Sprint Football: With new talent, hosts scare Mansfield
After the final whistle sounded on the sprint football team’s 2012 opener against Mansfield on Friday, the Tigers had a reason to be optimistic. Sure, they had come out on the wrong side of a 23-16 score, extending a 13-year losing streak against varsity teams. But the hosts had led briefly in the first quarter, which they hadn’t done in a game since 2009, and finished with more total yards than their opponent, which they hadn’t accomplished since 2004. All in all, they looked like a different team than in years past.
“The team itself has a different focus for sure, there’s a different energy,” senior defensive lineman Zack Sobel said. “It’s the same guys who’ve been working their tails off for the last three years ... and with additions of talent that decided to buy into what we were doing, we were almost able to take it to a team that did quite well in the league last year.”
Some of that added talent was on display in the Tigers’ opening drive, which consisted of three rushes by senior running back Sean Conrad — the third of which went 56 yards for a touchdown, answering a Mansfield field goal to give the hosts a 7-3 lead. Conrad finished the game with 127 rushing yards, more than any Princeton back gained in any game last season.
Conrad was a running back for the varsity football team as a freshman, but he left the squad after one season and spent two years off of the gridiron. This fall, however, he caught the football bug again and joined the sprint team — as did receiver Ross Cadman and running back Pete Perdue, two other members of former football coach Roger Hughes’ 2013 recruiting class.
“Everybody here — they want to win — and I think they just needed a bit of a boost and a different mentality in the locker room,” said Cadman, who finished with a team-high 58 receiving yards, including a touchdown catch as time expired. “We’re not just here to give good effort; we’re here to win football games. That’s what we’re trying to bring to the team.”
Mansfield responded to Princeton’s touchdown with one of its own, succeeding on a two-point conversion to make the score 11-7. But the Tigers marched down the field again on their next possession with an 11-play series, which was capped by freshman kicker Darek Johnson’s 27-yard field goal. Senior Jaison Zachariah, a fourth-year starter, and freshman Joe Bush combined to complete 15 of 24 passes for 141 yards in the game.
Princeton’s new skill position players were impressive, but it was a vastly improved defense that kept the hosts within striking distance. Led by a mix of players old and new — Cadman made a team-high seven tackles, while Sobel, a second-team all-league selection in 2011, added five — the Tigers held Mansfield to 145 rushing yards, nearly 200 fewer than in last year’s meeting.
“We had a new coach come in, Coach [Chuck] Ferrera, who really did a good job of making sure our line knew its job, ensuring we did what we needed to do in order to allow our linebackers to make the tackles,” Sobel said. “I think everyone saw today, based on how we held Mansfield, that’s been very effective.”

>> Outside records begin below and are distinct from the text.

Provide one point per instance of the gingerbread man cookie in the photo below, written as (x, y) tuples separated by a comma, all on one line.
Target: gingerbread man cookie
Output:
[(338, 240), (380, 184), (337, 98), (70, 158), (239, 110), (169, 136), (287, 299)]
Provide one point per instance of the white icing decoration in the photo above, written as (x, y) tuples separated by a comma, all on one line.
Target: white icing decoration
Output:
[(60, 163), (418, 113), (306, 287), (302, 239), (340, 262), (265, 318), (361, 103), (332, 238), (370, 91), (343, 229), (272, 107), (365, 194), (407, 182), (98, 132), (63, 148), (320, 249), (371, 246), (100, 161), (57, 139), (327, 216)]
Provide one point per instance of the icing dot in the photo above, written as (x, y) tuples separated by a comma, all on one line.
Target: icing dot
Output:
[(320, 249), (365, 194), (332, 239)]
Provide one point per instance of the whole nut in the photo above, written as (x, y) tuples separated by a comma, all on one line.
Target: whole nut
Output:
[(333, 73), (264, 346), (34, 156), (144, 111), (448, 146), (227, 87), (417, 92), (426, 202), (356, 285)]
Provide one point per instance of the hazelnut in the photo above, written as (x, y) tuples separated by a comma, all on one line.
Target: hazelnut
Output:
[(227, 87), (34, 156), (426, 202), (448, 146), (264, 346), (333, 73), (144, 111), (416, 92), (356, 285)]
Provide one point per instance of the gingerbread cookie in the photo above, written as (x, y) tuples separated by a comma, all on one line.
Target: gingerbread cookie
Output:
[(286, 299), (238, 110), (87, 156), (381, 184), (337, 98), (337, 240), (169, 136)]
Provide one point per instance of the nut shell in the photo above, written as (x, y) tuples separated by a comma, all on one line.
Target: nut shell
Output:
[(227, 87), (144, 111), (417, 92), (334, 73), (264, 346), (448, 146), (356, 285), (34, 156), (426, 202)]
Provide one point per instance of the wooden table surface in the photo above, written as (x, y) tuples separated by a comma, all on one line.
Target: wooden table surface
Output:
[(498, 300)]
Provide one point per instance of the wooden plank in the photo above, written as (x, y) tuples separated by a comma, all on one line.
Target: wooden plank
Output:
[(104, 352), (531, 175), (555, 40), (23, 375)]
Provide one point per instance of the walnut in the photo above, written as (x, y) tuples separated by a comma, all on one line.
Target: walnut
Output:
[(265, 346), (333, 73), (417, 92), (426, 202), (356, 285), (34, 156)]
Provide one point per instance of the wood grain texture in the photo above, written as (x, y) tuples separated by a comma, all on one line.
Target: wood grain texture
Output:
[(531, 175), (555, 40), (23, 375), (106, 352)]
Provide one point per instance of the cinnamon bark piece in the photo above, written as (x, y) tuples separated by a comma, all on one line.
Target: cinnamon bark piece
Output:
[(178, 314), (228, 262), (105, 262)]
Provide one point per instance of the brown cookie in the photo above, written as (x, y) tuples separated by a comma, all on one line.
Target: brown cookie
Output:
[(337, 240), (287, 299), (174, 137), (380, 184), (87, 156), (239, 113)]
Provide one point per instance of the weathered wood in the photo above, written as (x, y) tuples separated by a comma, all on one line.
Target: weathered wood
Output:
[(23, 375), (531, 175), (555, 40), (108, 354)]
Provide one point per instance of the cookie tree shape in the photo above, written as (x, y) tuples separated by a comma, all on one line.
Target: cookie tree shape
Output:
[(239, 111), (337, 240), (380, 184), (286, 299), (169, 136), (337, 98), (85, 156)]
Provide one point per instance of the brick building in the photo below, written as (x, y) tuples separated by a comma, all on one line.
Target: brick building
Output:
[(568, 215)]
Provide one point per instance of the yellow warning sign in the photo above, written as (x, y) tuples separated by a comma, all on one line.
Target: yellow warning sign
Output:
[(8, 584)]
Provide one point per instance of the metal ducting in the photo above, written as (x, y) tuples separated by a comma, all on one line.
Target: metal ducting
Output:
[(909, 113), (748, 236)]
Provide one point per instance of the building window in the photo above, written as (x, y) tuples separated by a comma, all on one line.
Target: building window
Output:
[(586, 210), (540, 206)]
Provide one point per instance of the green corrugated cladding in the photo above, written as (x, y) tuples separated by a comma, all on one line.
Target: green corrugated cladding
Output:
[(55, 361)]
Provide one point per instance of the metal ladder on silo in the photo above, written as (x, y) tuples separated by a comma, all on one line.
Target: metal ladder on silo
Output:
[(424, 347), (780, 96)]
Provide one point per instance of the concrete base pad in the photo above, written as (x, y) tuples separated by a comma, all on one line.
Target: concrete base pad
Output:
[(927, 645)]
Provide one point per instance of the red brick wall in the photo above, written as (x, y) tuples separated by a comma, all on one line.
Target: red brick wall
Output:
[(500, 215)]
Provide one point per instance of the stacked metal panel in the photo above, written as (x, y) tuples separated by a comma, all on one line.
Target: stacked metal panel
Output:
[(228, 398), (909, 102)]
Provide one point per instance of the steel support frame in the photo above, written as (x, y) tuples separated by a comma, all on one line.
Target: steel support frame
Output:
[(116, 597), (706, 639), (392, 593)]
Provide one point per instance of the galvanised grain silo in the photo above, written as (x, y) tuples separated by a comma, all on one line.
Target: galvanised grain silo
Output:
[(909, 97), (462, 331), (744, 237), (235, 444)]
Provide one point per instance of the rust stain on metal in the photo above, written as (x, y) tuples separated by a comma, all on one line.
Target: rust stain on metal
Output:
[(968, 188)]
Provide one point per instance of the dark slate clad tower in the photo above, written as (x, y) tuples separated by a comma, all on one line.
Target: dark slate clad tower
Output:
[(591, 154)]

Princeton’s defense effectively shut the visitors down after the first quarter, as both second-half scores were the result of offensive miscues. To open a drive midway through the third period, a Bush pass was intercepted in his own territory by Anthony Mazzone, who returned it to the 2-yard line; the Mountaineers punched it in from there.
And with fewer than two minutes in the game, Princeton trailed by seven points and faced fourth-and-8 from Mansfield’s 32-yard line, after having driven nearly 40 yards to reach that point. But Zachariah was forced out of the pocket to his weak side, and his desperate pass was picked off by Jake Myers, who took it all the way back for six points.
“Penalties and turnovers were what killed us today,” Cadman said. “We hurt ourselves in too many ways — this is a game we should’ve won.”
Princeton still faces the burden of its long losing streak — as well as more tangible disadvantages, such as its 30-man roster, which was dwarfed in numbers by Mansfield’s manpower. But after suffering years on the wrong end of lopsided scores, these Tigers could be competitive.